MAN: We have our share of the market for ultra-ships

MAN Diesel & Turbo has landed a big portion of the engine orders for ultra-large container ships in the first half of this year and the company has now released the next generation of engines, says CEO of MAN Diesel & Turbo in Denmark, Thomas S. Knudsen.

The amount of orders for container ships in the very largest size class from 10,000 teu to 20,000 teu has increased steadily during the first half of this year, most recently with Maersk Line's orders for seven ships of 14,000 teu last week. The many new orders have been a boost for the order book at the Danish-German engine producer MAN Diesel & Turbo.

"The market for large container ships is very important to us and we have a series of engines that directly fit with the new requirements which shipowners have, regarding more comprehensive and environmentally friendly engines for the new vessels. We definitely have our share of the orders on the new vessels," says Thomas S. Knudsen, CEO of MAN Diesel & Turbo, Denmark, in an interview with ShippingWatch.

He declines to inform which shipowners have ordered engines from MAN, which has previously provided engines for Maersk Line's series of Triple-E ships.

New generation of engines

The engines used on the ultra-large vessels are a part of MAN Diesel & Turbo's G-series, which is used on ships from 10,000 teu and over. The engine series was recently presented to its full extent in a new catalog of all of the engines which the supplier offers to its customers. This is the most comprehensive presentation of engines, MAN Diesel & Turbo has ever published.

What is special about the new catalog which will hit the mail boxes of shipowners and yards during the next few days, is that the main theme is Tier III. This refers to the engines which can live up to the latest global environmental requirements, which remain to only be in effect in US waters.

"This is the first time that we are offering an engine portfolio where shipowners can tailor their own solutions for specific upcoming needs to live up to the Tier III requirements. In spite of the fact, that only the US requires compliance with the Tier III requirements, we are experiencing a great interest and demand from shipowners for engines of that type. But the transition to the new requirements is a big task for yards and shipowners, so we are not expecting an order boom just yet, although it will come in the next few years," says Thomas S. Knudsen.

Still fighting

In general, the orders will not be rolling in big time right away for MAN. In an interview with ShippingWatch in the spring of 2014, Thomas S. Knudsen explained that the producer would have to fight to land every single order. And although several factors have changed on the shipping market it still looks this way after about one year's time.

"There are more newbuildings on their way into the tanker segment  in addition to container, but on the bulk market the newbuilding market has completely stopped and this means that we are experiencing an equalization between the segments, so we still have to fight to land orders. There are no signs right now that the market will generate more orders at this point in time," says Thomas S. Knudsen.

On the bright side, MAN Diesel & Turbo is not experiencing the drastic plunge in the oil price as a problem for business. Although it has become far cheaper for shipowners in expenses for fuel during the past year, it has not changed the basic interest for shipowners to be able to cut costs for fuel even further.

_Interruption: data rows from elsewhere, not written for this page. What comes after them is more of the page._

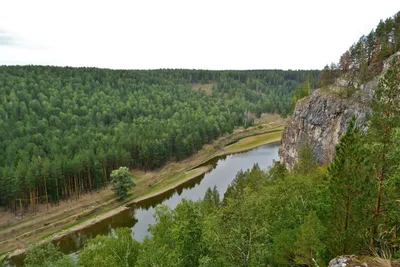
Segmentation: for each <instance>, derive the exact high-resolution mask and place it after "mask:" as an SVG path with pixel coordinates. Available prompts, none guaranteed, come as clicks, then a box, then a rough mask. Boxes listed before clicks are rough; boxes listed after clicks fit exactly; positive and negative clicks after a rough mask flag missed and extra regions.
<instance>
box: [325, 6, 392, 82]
mask: <svg viewBox="0 0 400 267" xmlns="http://www.w3.org/2000/svg"><path fill="white" fill-rule="evenodd" d="M399 50H400V12H397V13H396V14H395V15H394V16H392V17H389V18H387V19H386V20H381V21H380V22H379V24H378V26H377V27H376V29H373V30H371V32H370V33H369V34H368V35H363V36H361V37H360V39H359V40H358V41H357V42H356V43H354V44H353V45H351V46H350V48H349V49H348V50H347V51H345V52H344V53H343V55H342V56H341V57H340V60H339V62H338V64H335V63H331V64H330V66H328V65H326V66H325V67H324V69H323V70H322V71H321V77H320V80H319V87H324V86H326V85H329V84H332V83H334V81H335V79H336V78H338V77H339V76H340V75H345V77H346V79H347V80H349V81H352V82H356V83H358V84H360V83H363V82H366V81H369V80H371V79H372V78H374V77H376V76H377V75H379V74H380V73H381V71H382V69H383V62H384V60H385V59H387V58H388V57H389V56H391V55H393V54H394V53H396V52H397V51H399Z"/></svg>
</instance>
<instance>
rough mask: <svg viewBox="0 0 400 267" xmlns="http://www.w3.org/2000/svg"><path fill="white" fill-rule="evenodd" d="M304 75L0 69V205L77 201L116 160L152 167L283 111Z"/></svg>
mask: <svg viewBox="0 0 400 267" xmlns="http://www.w3.org/2000/svg"><path fill="white" fill-rule="evenodd" d="M307 73H308V72H307V71H280V70H265V71H208V70H170V69H163V70H108V69H96V68H71V67H50V66H0V128H1V129H6V130H4V131H1V132H0V150H1V151H2V152H3V153H1V154H0V206H3V207H5V208H6V209H11V210H13V211H14V212H16V213H17V212H18V213H20V212H21V213H23V212H25V211H27V210H30V211H34V212H36V211H37V209H38V207H39V205H38V203H52V204H57V203H58V202H59V201H60V200H66V199H71V198H74V199H79V198H80V195H81V194H83V193H86V192H89V191H91V190H93V189H97V188H101V187H102V186H104V185H106V184H108V183H109V182H110V173H111V171H112V170H114V169H117V168H118V167H120V166H127V167H128V168H141V169H144V170H148V169H154V168H158V167H160V166H162V165H163V164H165V163H166V162H167V161H169V160H180V159H183V158H185V157H188V156H189V155H192V154H193V153H195V152H197V151H198V150H199V149H200V148H201V147H202V146H203V144H205V143H210V142H212V141H213V140H214V139H216V138H217V137H219V136H221V135H222V134H225V133H230V132H232V131H233V129H234V127H236V126H240V125H246V126H247V125H248V123H251V122H252V120H249V118H253V117H257V116H259V115H260V114H261V113H263V112H277V113H279V114H281V115H282V116H286V114H287V113H288V112H289V110H290V99H291V97H292V94H293V90H294V88H296V87H297V86H298V85H299V84H301V83H302V82H303V81H304V80H305V78H306V76H307V75H311V76H313V77H317V76H318V71H310V74H307ZM199 87H200V88H202V87H204V88H209V89H210V88H211V89H212V90H211V91H209V92H206V90H203V89H200V90H198V89H196V88H199Z"/></svg>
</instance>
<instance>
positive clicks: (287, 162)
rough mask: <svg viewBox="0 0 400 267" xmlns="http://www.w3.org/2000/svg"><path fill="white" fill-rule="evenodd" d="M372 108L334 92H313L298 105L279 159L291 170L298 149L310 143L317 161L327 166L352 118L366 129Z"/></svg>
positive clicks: (291, 118) (359, 125)
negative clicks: (367, 117) (369, 107)
mask: <svg viewBox="0 0 400 267" xmlns="http://www.w3.org/2000/svg"><path fill="white" fill-rule="evenodd" d="M369 112H370V109H369V108H368V107H367V105H366V104H365V103H362V102H356V101H354V100H351V99H350V100H349V99H343V98H341V97H339V96H338V95H337V94H335V93H334V91H329V92H325V91H322V90H316V91H314V92H313V93H312V94H311V96H309V97H307V98H304V99H301V100H299V101H298V102H297V104H296V108H295V111H294V113H293V116H292V117H291V118H290V119H289V121H288V123H287V125H286V127H285V130H284V132H283V135H282V141H281V147H280V148H279V156H280V158H281V162H282V163H285V164H286V166H287V167H288V168H292V167H293V165H294V164H295V162H296V160H297V154H298V151H299V149H301V148H302V147H303V145H304V144H305V143H306V142H308V143H309V145H310V148H311V150H312V152H313V155H314V158H315V160H316V161H317V162H318V163H319V164H324V163H327V162H329V161H331V160H332V158H333V155H334V149H335V146H336V144H337V143H338V141H339V137H340V136H341V135H342V134H343V133H344V132H345V131H346V127H347V124H348V123H349V121H350V120H351V118H352V117H353V116H355V117H356V119H357V125H358V126H360V127H363V124H364V122H365V121H366V116H367V114H368V113H369Z"/></svg>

"Our observation is that it is still very expensive even with the reduced oil price. The shipowners also have an interest in environmental sailing due to the new environmental requirements. So we have not been able to feel a difference in their desire to invest and we don't expect that we wil. A lot of money is still being spent on cutting costs for fuel," says Thomas S. Knudsen.

Shipowners preparing for installation of gas engines

When it comes to environmental concerns, many shipowners are still hesitant about going all-in on alternative fuels such as LNG, methanol and ethane.

"About eight percent of the engines that we sell are gas engines. This is especially due to the fact, that shortly before the plunge of the oil price, we had 140 two-stroke engines for gas in orders. We aren't seeing this type of orders as much as before. We just aren't. The interest for ordering gas engines is not particularly big, but there is an increased interest in preparing the ships for sailing on gas," says Thomas S. Knudsen.

Specifically, this means for MAN Diesel & Turbo that more shipowners are buying the engines that can be converted to sail on gas without having to replace the whole engine.

"There is a broadly based interest in gas sailing in the market," says Thomas S. Knudsen.